Un film où tout le monde est horrible - mais où personne n'est accusé. Radu Jude vise plus loin que ses personnages ; avec eux, il fait le portrait le plus acerbe qui soit de la violence sociale, et ce qui est montré, ce ne sont pas des salauds (pas seulement, disons), mais la structure même du travail, de la ville, de l'Europe, de l'Histoire, etc... Les personnages sont tous pris dans des structures immenses auxquelles ils participent, et qui les broient sans qu'ils puissent vraiment se débattre.

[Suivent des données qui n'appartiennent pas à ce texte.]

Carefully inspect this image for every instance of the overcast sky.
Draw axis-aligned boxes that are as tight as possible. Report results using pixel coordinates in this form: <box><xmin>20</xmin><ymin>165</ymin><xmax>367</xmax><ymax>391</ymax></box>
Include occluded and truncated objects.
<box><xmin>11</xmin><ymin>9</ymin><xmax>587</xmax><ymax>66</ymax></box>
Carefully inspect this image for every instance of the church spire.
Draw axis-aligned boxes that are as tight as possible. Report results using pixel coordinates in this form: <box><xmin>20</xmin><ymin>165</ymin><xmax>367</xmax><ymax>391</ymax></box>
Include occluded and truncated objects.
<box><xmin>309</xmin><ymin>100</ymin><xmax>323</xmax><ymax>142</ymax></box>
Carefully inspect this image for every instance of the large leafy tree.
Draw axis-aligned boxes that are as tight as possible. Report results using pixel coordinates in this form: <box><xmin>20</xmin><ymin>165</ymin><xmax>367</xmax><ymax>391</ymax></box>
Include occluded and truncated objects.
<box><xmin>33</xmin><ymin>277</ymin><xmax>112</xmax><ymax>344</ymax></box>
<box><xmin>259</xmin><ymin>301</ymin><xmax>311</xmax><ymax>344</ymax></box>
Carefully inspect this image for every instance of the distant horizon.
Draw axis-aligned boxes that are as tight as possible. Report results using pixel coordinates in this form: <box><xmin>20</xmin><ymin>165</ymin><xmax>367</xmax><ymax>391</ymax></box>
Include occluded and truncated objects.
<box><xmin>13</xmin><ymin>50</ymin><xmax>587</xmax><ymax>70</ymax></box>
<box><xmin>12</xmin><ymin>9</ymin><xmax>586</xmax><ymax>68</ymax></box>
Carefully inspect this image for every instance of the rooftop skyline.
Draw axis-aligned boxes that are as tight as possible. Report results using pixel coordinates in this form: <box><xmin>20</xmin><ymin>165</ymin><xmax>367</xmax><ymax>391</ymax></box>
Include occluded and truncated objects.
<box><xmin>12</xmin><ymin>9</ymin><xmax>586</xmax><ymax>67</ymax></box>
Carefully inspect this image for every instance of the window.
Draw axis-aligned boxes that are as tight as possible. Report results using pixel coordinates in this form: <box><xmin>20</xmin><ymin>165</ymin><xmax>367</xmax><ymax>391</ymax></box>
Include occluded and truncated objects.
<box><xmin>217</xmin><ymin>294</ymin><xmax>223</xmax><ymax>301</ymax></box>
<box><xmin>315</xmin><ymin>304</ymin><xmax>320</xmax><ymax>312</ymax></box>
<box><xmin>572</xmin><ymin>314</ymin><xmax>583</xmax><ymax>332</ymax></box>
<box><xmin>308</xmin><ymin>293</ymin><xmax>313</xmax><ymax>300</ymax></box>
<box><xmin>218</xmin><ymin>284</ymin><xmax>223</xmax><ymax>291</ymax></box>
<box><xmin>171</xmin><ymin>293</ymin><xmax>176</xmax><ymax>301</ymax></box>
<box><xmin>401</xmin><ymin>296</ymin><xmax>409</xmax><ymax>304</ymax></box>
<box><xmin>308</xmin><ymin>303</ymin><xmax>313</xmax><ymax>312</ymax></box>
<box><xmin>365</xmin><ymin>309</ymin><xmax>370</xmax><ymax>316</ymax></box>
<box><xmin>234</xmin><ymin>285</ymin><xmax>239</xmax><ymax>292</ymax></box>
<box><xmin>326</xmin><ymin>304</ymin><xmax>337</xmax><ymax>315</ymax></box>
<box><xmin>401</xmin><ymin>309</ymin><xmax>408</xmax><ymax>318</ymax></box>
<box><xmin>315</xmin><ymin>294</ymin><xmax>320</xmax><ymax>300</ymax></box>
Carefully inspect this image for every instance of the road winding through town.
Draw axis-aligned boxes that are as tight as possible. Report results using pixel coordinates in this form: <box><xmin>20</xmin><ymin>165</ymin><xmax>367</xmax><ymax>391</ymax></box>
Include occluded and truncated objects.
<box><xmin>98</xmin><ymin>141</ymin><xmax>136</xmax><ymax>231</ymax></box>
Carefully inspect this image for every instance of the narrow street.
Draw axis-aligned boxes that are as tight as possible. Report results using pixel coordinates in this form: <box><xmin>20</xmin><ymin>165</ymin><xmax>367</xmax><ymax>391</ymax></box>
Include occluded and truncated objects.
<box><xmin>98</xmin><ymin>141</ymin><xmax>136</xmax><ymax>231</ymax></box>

Radu Jude montre un monde qui agit contre les humains, à leurs dépens. La dimension psychologique est totalement dégonflée par le politique : les personnages sont réduits à leur pulsionnalité. Ainsi, on voit un groupe d'individus qui subissent des humiliations et tentent de se décharger comme ils le peuvent. L'héroïne, Angelica, est fantastique : dans sa robe à sequins, elle parcourt la ville à la recherche de victimes d'accident du travail, buvant du Red Bull pour ne pas s'endormir au volant car elle travaille 16 heures par jour, tout en tentant de régler le déménagement de la tombe de ses grands-parents. Mais parfois, elle s'arrête au bord de la route, change de visage et insulte le monde entier sur Instagram (comme le héros d'American Psycho qui tuait quelqu'un entre deux réunions). Il n'y a plus de désir, il n'y a que de la décharge - la transformation du monde en ordure, et celle de l'être humain en monstre.
Radu Jude est par moments encore un peu prisonnier de sa radicalité (et le film se retourne contre le spectateur), mais c'est beaucoup moins le cas que dans les précédents (je dirais même que ça n'est presque plus le cas), et surtout, personne ne fait du cinéma comme ça, aussi cruel, aussi réel. Chaque minute supplémentaire du film élève la précédente, la tord ou la complexifie, la nuance ou la pulvérise. Il y a une intelligence à l'oeuvre : tout est drôle et terrible.